Charles Dow never wrote a book containing his theory, rather it was set out in a number of editorials published in the Wall Street Journal. In 1903 S.A. Nelson compiled the essays into a book called The ABC of Stock Speculation. Dow Theory provideded the foundation and cornerstone of the field of technical analysis.

Dow Theory has 6 basic tenets:

1. Markets have 3 trends. (1) Uptrends are characterized by higher highs and higher lows. (2)Downtrends are defined by lower lows and lower highs. (3) Prices moving sharply in one direction, retracing, and then continuing in their original direction.

2. Trends have three phases: an accumulation phase, a public participation phase, and a distribution phase. The accumulation phase is the smart money is buying (selling) stock against the general opinion of the market. During this phase, the stock price does not change much because these investors are in the minority absorbing (releasing) stock that the market at large is supplying (demanding). Eventually, the crowd follows (phase 2). This is when trend followers and other technically oriented investors participate. This phase continues until rampant speculation occurs. At this point, the astute investors begin to distribute their holdings to the market (phase 3).

3. The market discounts everything. The market takes all fundamentals into account and this is reflected in price in real time. Dow Theory is consistent with efficient market hypothesis.

4. Stock market averages must confirm each other. To Dow, a bull market in industrials could not occur unless the railway average rallied as well, usually first. The two averages should be moving in the same direction. When the performance of the averages diverge, it is a warning that change is imminent.

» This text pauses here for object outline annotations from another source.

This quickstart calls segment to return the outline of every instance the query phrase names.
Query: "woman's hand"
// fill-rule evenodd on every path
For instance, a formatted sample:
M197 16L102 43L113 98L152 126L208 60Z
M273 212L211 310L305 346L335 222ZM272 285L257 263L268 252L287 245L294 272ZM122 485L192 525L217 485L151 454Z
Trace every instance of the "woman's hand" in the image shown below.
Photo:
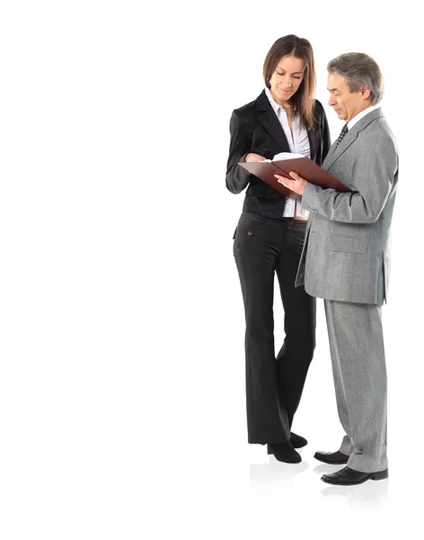
M308 184L307 180L302 178L302 176L299 176L299 175L297 173L295 173L295 171L292 171L289 174L293 180L286 178L286 176L281 176L281 175L274 175L274 176L280 184L282 184L286 187L288 187L288 189L291 189L292 192L295 192L295 194L297 194L298 195L303 195L305 188Z
M249 153L247 154L246 158L245 158L245 162L246 163L254 163L256 161L263 161L264 159L266 159L266 158L263 158L263 156L260 156L259 154L253 154L253 153Z

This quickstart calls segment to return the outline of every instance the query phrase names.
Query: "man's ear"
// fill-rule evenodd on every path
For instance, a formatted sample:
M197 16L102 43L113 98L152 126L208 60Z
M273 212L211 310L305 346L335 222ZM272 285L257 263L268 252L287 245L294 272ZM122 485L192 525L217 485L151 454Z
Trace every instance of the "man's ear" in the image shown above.
M368 97L371 95L371 92L370 92L369 88L367 86L366 86L365 85L362 86L361 94L362 94L362 99L364 101L367 101L368 99Z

5. Trends are confirmed by volume. While Dow considered volume a secondary indicator, he believed that volume confirmed price trends. Volume should increase in the direction of a major trend. When prices move on low volume, there could be many different explanations why. An overly aggressive seller could be present for example. But when price movements are accompanied by high volume, Dow believed this represented the “true” market view. If many participants are active in a particular security, and the price moves significantly in one direction, Dow maintained that this was the direction in which the market anticipated continued movement. To him, it was a signal that a trend is developing.

6. Trends exist until definitive signals prove that they have ended. Dow believed that trends existed despite “market noise”. Markets might temporarily move in the direction opposite the trend, but they will soon resume the prior move. The trend should be given the benefit of the doubt during these reversals. As with the physical law of motion, stating that an object in motion continues in the same direction until an external force causes it to change direction.